This lab is based on a lab from the ECE 417 course of the University of Illinois: https://courses.engr.illinois.edu/ece417/fa2017/mp5.html

# 1 Audiovisual Speech Recognition

## 1.1 Our goals today:

This lab will introduce you to the basics of automatic speech recognition using audio features only, image features only, and the combination of both features, i.e., audiovisual speech recognition. The speech recognition system is based on Hidden Markov Models. We will implement part of the training and decoding algorithm. You will train and test the automatic speech recognition system using the "leave-one-out" scheme. You will learn to understand the importance of audio, visual, and audiovisual features for speech recognition. 
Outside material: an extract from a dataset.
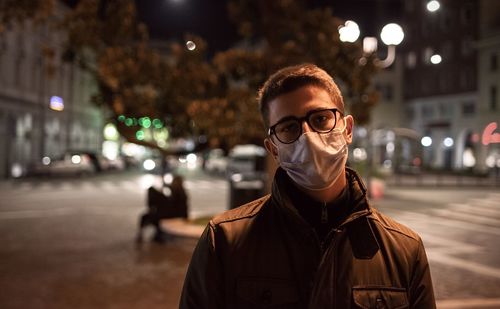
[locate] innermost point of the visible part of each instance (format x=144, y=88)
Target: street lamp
x=433, y=6
x=392, y=34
## 1.2 Data <i class="fa fa-file"></i>
The data that you will use corresponds to 10 instances of the digit "2" being spoken and 10 instances of the digit "5" being spoken.
The audio data consists of MFCC features and the visual data consists of lip tracking features. 
These features can be found in the data/ folder.
Since there are not a lot of instances, there is no split of training and test data. In order to evaluate the performance of your speech recognizer you will be making use of cross validation, specifically the "leave one out" scheme, instead of a typical test set. 

You can read data/README.md for more details on the data.

1. Inspect the data. What does the data look like? Describe what the rows and columns represent.

2. Compare the audio features and video features of the same instance. What is similar? What is different?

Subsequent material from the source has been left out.